There are a few characters who are (loosely?) based on historical figures, but no, it doesn't really take place in actual Roman Britain.

That said, it's not quite as magical as, say, Tolkien.
posted by Sara C. at 3:08 PM on July 5, 2011

I, Claudius, is, as mentioned, not strictly fantasy genre, but if you haven't glanced at it yet, well, you oughtta get right on it, and soon.
posted by ovvl at 7:46 PM on July 5, 2011

Jacqueline Carey's novels aren't Roman per se, but they're set in a post-Roman, but non-feudal Europe analogue that you may find satisfying.
posted by psycheslamp at 5:14 PM on July 6, 2011

Marion Zimmer Bradley's 'The Forest House' is set in Roman Britain and deals with conflicts between the Romans and Celts. Boadicea is a tangential character, and the fantasy element centres mainly on Celtic mysticism.

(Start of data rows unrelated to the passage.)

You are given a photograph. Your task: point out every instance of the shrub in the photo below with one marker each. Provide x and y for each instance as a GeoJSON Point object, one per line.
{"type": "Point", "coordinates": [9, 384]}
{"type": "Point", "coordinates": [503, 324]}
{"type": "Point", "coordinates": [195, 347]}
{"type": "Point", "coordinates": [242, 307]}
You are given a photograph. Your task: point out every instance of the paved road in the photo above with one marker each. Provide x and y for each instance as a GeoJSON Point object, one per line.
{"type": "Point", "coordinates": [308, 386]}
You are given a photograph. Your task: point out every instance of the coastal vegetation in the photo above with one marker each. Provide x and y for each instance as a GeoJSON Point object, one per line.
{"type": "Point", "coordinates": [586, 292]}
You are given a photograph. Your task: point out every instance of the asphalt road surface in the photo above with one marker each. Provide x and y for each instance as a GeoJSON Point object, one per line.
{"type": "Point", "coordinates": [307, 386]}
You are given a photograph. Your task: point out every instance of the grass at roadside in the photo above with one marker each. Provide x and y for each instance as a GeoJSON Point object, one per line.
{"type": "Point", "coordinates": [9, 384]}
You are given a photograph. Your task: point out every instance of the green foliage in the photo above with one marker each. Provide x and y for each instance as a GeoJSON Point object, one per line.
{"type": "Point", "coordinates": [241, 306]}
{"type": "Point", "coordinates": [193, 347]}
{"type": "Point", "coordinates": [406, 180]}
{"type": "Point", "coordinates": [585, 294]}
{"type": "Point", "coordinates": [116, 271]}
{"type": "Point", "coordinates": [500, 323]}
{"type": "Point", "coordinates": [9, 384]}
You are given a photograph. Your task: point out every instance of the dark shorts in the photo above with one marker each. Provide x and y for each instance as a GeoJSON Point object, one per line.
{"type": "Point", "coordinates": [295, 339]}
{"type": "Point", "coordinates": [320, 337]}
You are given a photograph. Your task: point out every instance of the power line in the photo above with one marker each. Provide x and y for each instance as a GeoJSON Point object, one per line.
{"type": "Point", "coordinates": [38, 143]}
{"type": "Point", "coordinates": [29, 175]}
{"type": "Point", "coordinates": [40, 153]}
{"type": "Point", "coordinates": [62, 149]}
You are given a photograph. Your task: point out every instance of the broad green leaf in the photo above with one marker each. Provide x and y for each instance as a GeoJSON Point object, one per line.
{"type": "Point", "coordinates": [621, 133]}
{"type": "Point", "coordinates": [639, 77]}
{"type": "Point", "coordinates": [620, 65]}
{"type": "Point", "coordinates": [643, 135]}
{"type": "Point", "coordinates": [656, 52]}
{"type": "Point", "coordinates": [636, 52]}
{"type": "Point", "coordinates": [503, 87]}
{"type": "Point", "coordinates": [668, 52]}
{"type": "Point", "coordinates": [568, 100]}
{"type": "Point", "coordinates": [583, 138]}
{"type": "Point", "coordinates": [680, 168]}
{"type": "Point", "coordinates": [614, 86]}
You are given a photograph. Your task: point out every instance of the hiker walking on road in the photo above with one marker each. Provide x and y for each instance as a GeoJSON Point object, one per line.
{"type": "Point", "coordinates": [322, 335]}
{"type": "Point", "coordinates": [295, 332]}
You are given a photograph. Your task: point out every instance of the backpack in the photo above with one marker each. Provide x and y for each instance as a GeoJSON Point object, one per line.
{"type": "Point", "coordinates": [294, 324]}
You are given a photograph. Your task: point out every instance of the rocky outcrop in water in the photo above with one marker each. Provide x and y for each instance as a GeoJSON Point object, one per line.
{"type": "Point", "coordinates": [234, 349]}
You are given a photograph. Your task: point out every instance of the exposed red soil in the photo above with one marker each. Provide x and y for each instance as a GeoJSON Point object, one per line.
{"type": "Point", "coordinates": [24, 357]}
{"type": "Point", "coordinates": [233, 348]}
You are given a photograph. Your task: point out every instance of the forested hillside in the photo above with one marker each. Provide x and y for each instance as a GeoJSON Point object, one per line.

Kara Dalkey's 'Euryale' is a fantasy/romance in which the gorgon seeks true love in order to break the curse, set in Rome.
posted by goo at 3:31 AM on July 7, 2011 [1 favorite]

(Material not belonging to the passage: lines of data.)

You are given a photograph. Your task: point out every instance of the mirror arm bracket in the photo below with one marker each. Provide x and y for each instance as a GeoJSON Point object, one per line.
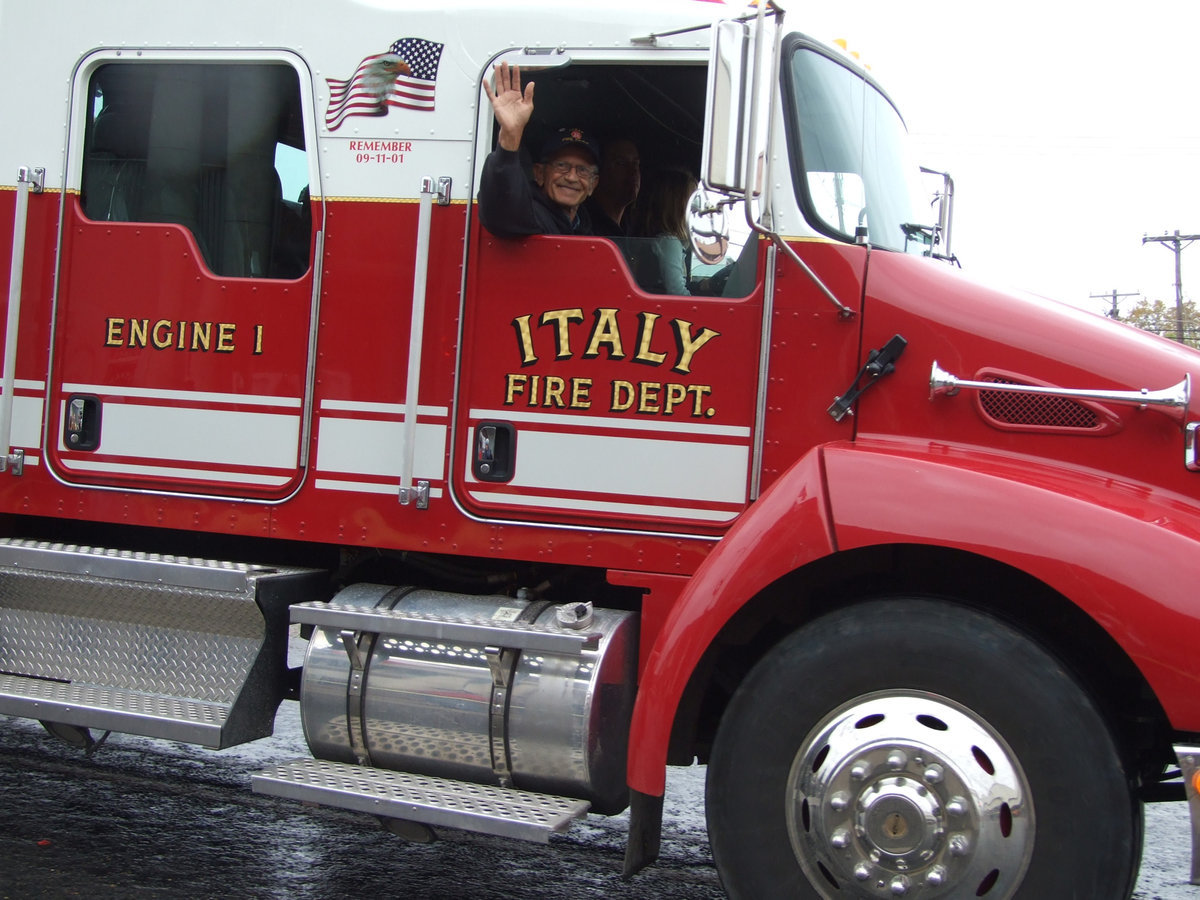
{"type": "Point", "coordinates": [844, 312]}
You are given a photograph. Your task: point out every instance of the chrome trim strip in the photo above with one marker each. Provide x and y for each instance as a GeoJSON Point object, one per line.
{"type": "Point", "coordinates": [1175, 399]}
{"type": "Point", "coordinates": [760, 412]}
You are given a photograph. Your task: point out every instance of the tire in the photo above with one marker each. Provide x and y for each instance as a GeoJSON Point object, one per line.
{"type": "Point", "coordinates": [915, 748]}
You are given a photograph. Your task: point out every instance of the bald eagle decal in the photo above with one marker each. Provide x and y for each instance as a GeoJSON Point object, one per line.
{"type": "Point", "coordinates": [402, 77]}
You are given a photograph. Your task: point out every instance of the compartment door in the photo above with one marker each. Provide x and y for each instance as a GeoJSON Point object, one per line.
{"type": "Point", "coordinates": [183, 317]}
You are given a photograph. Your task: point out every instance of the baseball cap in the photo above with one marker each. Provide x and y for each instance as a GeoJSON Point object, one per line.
{"type": "Point", "coordinates": [565, 138]}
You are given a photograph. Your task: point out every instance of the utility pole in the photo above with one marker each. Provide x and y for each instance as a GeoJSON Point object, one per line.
{"type": "Point", "coordinates": [1177, 241]}
{"type": "Point", "coordinates": [1114, 313]}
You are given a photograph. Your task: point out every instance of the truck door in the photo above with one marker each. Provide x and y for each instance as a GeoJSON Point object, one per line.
{"type": "Point", "coordinates": [183, 312]}
{"type": "Point", "coordinates": [589, 394]}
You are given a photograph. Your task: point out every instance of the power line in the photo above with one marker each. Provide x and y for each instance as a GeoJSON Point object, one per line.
{"type": "Point", "coordinates": [1114, 313]}
{"type": "Point", "coordinates": [1177, 241]}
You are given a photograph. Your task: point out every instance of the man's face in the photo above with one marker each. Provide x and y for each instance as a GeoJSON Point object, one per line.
{"type": "Point", "coordinates": [568, 179]}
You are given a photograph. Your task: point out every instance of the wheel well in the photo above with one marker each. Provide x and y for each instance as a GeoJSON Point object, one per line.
{"type": "Point", "coordinates": [1137, 720]}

Tanith Lee wrote a set of stories set in an imaginary fantasy empire clearly based on Rome. I think she called it "Remusa." Unfortunately I can't remember what they're called, but a few of them were collected in her best-of book Dreams of Dark and Light. One of the stories was "The Dry Season," about a Remusan soldier in the provinces trying to stop a virgin sacrifice to a pagan god, but I know there was at least one other one in the book, and probably more stories in the same world which didn't make the cut.
posted by Harvey Kilobit at 1:28 AM on July 11, 2011

Also, Gene Wolf's Latro in the Mist comes to mind.